図6(a)に示される弾性片41は、弾性部141aが略N字状に形成されているものである。この弾性部141aは、挿入部材5の挿入方向と直交する方向以外に延びており、挿入部材5の挿入方向と平行な方向に2度屈曲されている。これにより、変位量を大きくすることができる。
【0049】
一方、
図6(b)に示される弾性片41は、上記実施形態とは逆に弾性部241aが筐体3a側からカバープレート3b側に向かって、略U字状に形成されているものである。この弾性部241aも、挿入部材5の挿入方向と直交する方向以外に延びており、挿入部材5の挿入方向と平行な方向に屈曲されている。これらの弾性部141a,241aを有する弾性片41であっても、フィルタ部材5を保持部4に保持することができる。
【0050】
また、
図6(c)に示される弾性片41は、少なくとも一対となって、挿入部材5’を保持部4に保持するものである。この場合、弾性片41は、筐体3aの外面などに直接に形成され、挿入部材5’は、筐体3aの外面の凹部又は穴部などの保持部4に保持される。
【0051】
以上のとおり、本発明の実施形態に係る基板収納容器1は、開口を有する容器本体2と、開口をシール可能に覆う蓋体3とを備える基板収納容器1であって、容器本体2又は蓋体3は、基板収納容器1の内部空間と外部空間とを連通し、かつ、挿入部材5を挿入可能な貫通穴20,30と、挿入部材5を保持する保持部4と、が形成され、保持部4は、挿入部材5の挿入方向と直交する方向に変位可能な弾性片41を有する。
【0052】
これにより、保持部4の弾性片41が、挿入部材5の挿入方向と直交する方向に変位するため、挿入部材5の挿入方向を途中で変更する必要がなくなり、挿入部材5の着脱作業性を向上させることができる。また、挿入部材5の着脱作業は、複雑な動作ではないため、挿入部材5の着脱作業を自動化することも可能になる。
【0053】
本実施形態では、保持部4は、挿入部材5の挿入方向と直交する方向以外に延びる弾性部41aを有する。これにより、弾性片41は、小さい力であっても、挿入方向と直交する方向への変位が容易になるし、変位量を大きくすることができる。
【0054】
本実施形態では、弾性片41は、挿入部材5の挿入方向と平行な方向に屈曲されている。
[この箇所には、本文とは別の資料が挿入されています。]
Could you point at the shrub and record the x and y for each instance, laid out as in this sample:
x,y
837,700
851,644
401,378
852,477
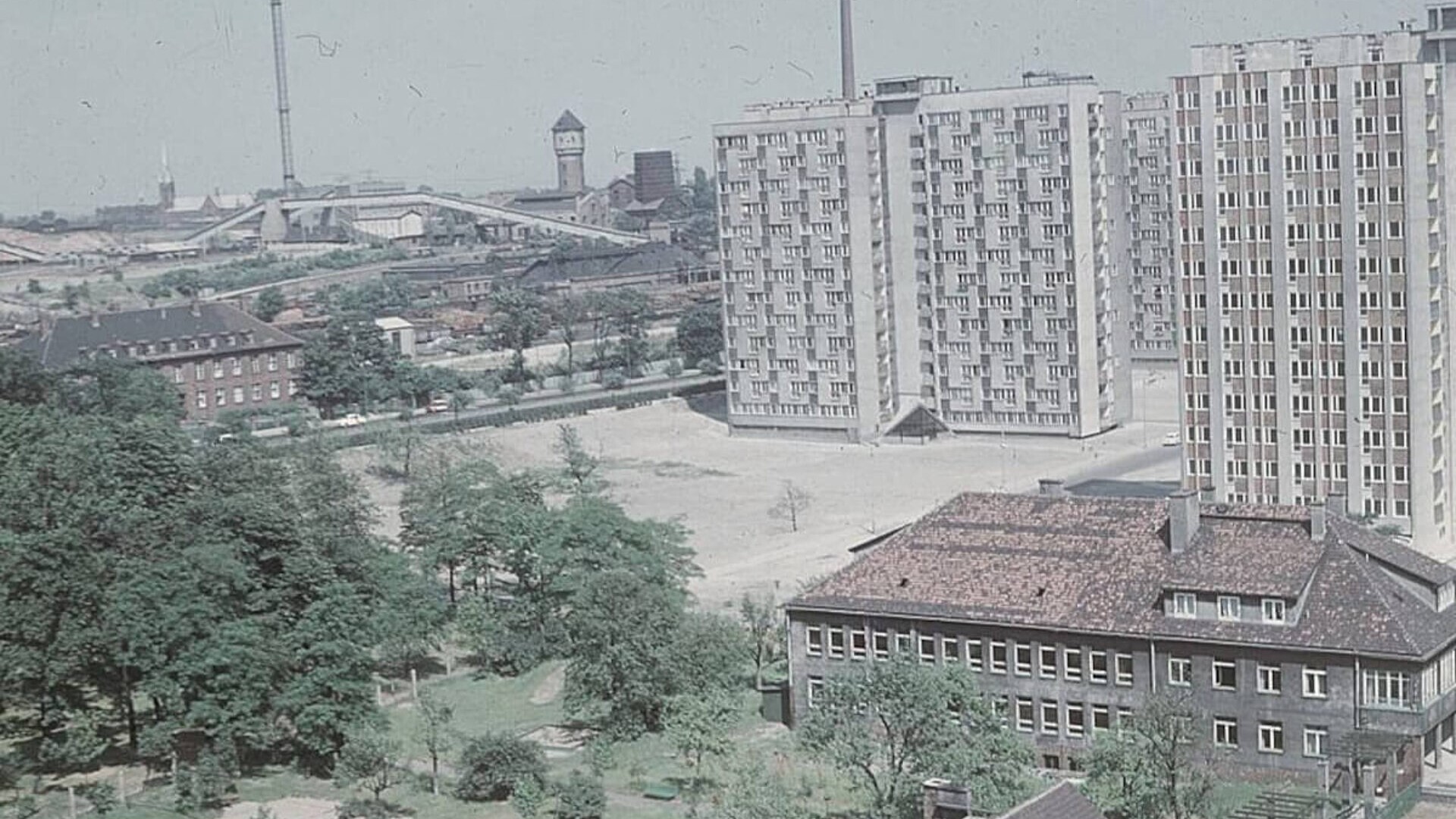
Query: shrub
x,y
582,796
494,765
これにより、弾性片41は、小さい力であっても、挿入方向と直交する方向への変位が容易になる。
【0055】
本実施形態では、弾性片41の自由端は、挿入部材5を係止固定する係止爪部41bと、弾性片41自身を挿入部材5の挿入方向と直交する方向に変位させる被操作部41cと、を有する。これにより、保持部4は、被操作部41cが挿入部材5の挿入方向と直交する方向に押圧されることで、係止爪部41bが変位し、挿入部材5が係止又は解除されるから、挿入部材5の着脱が可能になる。
【0056】
本実施形態では、挿入部材5は、フィルタ部材である。これにより、基板収納容器1の内部空間と外部空間との圧力差を調整することができる。
【0057】
以上、本発明の好ましい実施形態について詳述したが、本発明は上述した実施形態に限定されるものではなく、特許請求の範囲に記載された本発明の要旨の範囲内において、種々の変形、変更が可能である。